How leap seconds work
Leap seconds are added to Coordinated Universal Time (UTC) - and clocks worldwide - in order to compensate for the slowing of the Earth's rotation.
UTC is the time standard used to determine local times in time zones worldwide. It is primarily based on the combined output of several highly precise atomic clocks, a statistical time scale called International Atomic Time (TAI).
A normal day has 86,400 seconds, but in the atomic time scale 1 second is not defined as one 86,400th of the time it takes Earth to rotate around its axis but as the time it takes a Cesium-133 atom at the ground state to oscillate precisely 9,192,631,770 times.
“More precise” than Earth
The advantage of this definition is that it is extremely precise: atomic clocks deviate only approximately one second in 20 million years. On the other hand, the Earth's rotation, which is expressed by the time standard UT1, is far less reliable. It slows down over time, which means that days get longer. On average, an Earth day is about 0.002 seconds longer than the daily sum of the 86,400 seconds measured by the atomic clocks. This makes for a discrepancy between TAI and UT1 of around 1 second every 1.5 years.

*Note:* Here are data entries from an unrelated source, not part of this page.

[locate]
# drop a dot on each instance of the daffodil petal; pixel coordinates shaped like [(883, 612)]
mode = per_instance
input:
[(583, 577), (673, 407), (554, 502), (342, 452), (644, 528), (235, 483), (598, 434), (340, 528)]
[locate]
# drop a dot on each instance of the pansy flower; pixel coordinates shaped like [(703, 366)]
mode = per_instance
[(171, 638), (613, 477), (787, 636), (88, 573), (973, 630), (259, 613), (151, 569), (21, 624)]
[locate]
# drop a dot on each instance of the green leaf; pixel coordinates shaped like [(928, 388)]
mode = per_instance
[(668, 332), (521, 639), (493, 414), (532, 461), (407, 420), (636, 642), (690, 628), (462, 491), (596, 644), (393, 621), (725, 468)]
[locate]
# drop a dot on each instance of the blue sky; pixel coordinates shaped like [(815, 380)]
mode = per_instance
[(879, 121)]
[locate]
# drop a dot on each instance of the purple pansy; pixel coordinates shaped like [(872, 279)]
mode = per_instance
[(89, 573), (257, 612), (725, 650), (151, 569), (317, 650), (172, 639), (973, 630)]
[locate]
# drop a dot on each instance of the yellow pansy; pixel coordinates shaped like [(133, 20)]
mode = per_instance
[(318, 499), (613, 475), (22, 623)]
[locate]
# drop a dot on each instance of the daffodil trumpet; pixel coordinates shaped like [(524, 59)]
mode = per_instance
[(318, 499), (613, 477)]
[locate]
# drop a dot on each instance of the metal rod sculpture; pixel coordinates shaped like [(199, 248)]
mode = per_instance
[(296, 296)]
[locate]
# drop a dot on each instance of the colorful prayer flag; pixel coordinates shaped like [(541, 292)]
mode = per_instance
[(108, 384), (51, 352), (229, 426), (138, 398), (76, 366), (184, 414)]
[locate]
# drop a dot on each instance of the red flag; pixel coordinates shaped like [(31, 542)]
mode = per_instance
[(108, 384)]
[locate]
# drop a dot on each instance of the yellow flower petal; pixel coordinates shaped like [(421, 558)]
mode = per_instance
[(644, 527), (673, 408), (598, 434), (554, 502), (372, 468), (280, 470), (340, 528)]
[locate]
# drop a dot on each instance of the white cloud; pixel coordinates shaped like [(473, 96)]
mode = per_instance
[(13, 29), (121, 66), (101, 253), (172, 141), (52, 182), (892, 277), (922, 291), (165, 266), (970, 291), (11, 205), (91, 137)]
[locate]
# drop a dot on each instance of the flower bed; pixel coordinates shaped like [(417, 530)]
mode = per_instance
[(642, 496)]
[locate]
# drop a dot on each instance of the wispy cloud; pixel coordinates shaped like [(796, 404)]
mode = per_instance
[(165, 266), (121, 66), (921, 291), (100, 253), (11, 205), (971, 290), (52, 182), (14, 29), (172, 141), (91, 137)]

Leap seconds are added to our clocks (UTC) so this discrepancy does not get too large over time and the time we use is synchronized as much as possible with the Earth's rotation. Before the difference between UTC and UT1 exceeds 0.9 seconds, one second is added to UTC. This means that the time difference between TAI and UTC amounts to an integral number of seconds because whole seconds are added, while the time difference between UTC and UT1 is always less than 0.9 seconds.
Did you know...?
Leap seconds can be positive (one second added) or negative (one second omitted) - at least in theory: so far, all leap seconds were positive, and given the slowing of the Earth's rotation it is unlikely that a negative leap second will ever occur.
The speed of the Earth's rotation differs from day to day and from year to year, so the difference between UT1 and TAI varies accordingly. For example, the accumulated discrepancy over one year was 0.28 seconds in 2011, but only 0.02 seconds in 2001 (based on data from IERS).
Not only do days become longer, but the rate at which day lengths increase also grows over time – but only by about two thousandths of a second per century, according to Dr Bruce Warrington, from Australia’s National Measurement Institute (NMI). This means that at the moment days are 0.002 seconds longer than the sum of 86,400 seconds measured by atomic clocks; in 100 years, they are expected to be 0.004 seconds “too long”.
Some scientists suggest abolishing leap seconds, effectively redefining the way we measure time.